Another disturbing fact is that innocent persons are being harassed 
or killed in the counter-insurgency operations in the State and such 
unfortunate incidents alienated the common people of Assam. The 
recent killing of Buddheswar Moran in Doom Dooma by the Army in a 
case of mistaken identity led to widespread protests and though the 
Army apologised to the people and the Government ordered a probe into 
the unfortunate incident, it failed to pacify the people of that area 
who knew that Moran was not a member of the ULFA. This was not the 
first incident of killing of an innocent person during the operations 
against the ULFA as last year, ten persons were killed in firing by 
the police and security forces in Kakopathar in Tinsukia district 
when they were protesting against the killing of an innocent person 
by the Army.
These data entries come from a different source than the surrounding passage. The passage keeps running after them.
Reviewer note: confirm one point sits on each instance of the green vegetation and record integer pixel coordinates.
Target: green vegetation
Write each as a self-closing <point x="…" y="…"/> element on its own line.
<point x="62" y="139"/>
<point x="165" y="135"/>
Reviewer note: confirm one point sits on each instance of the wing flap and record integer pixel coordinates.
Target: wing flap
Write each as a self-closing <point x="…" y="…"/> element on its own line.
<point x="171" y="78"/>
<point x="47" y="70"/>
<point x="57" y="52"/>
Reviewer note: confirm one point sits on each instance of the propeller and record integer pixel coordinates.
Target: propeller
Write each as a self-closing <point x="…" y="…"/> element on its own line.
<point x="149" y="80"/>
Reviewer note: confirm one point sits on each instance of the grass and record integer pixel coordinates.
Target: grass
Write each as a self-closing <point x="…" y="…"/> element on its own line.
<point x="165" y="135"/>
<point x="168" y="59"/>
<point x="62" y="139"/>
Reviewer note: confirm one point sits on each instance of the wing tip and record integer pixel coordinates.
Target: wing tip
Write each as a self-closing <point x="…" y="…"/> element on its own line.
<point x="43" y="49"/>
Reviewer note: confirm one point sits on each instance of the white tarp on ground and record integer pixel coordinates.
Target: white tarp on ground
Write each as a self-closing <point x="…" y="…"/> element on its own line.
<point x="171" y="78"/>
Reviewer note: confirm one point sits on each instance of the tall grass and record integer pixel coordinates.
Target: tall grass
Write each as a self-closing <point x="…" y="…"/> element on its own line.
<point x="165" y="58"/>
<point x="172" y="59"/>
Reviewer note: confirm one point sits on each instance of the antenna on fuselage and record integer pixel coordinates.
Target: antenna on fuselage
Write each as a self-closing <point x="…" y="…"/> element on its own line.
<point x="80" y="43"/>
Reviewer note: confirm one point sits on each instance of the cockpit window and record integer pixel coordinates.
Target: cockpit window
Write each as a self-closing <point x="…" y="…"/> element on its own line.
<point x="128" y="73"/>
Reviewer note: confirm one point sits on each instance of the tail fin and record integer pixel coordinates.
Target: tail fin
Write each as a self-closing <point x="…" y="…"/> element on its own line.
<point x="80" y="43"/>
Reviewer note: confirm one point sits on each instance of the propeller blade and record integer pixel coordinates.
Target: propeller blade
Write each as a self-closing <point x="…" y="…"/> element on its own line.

In an exchange of fire between the militants and 
security personnel, the possibility of innocents being hit by bullets 
in cross firing cannot be ruled out, but the security forces must try 
their best to ensure that no innocent is unduly harassed in the 
operations. As language barrier often creates confusion and leads to 
unsavoury incidents, the Government must ensure that the Army 
personnel are accompanied by local police personnel during the 
operations. It should not be a difficult task to do so as the Army 
now operates under a Unified Command Structure headed by the Chief 
Minister himself. The Government can also think of offering a crash 
course on local customs to the personnel of the security forces 
brought in from other parts of the country before they are inducted 
into counter-insurgency operations in Assam.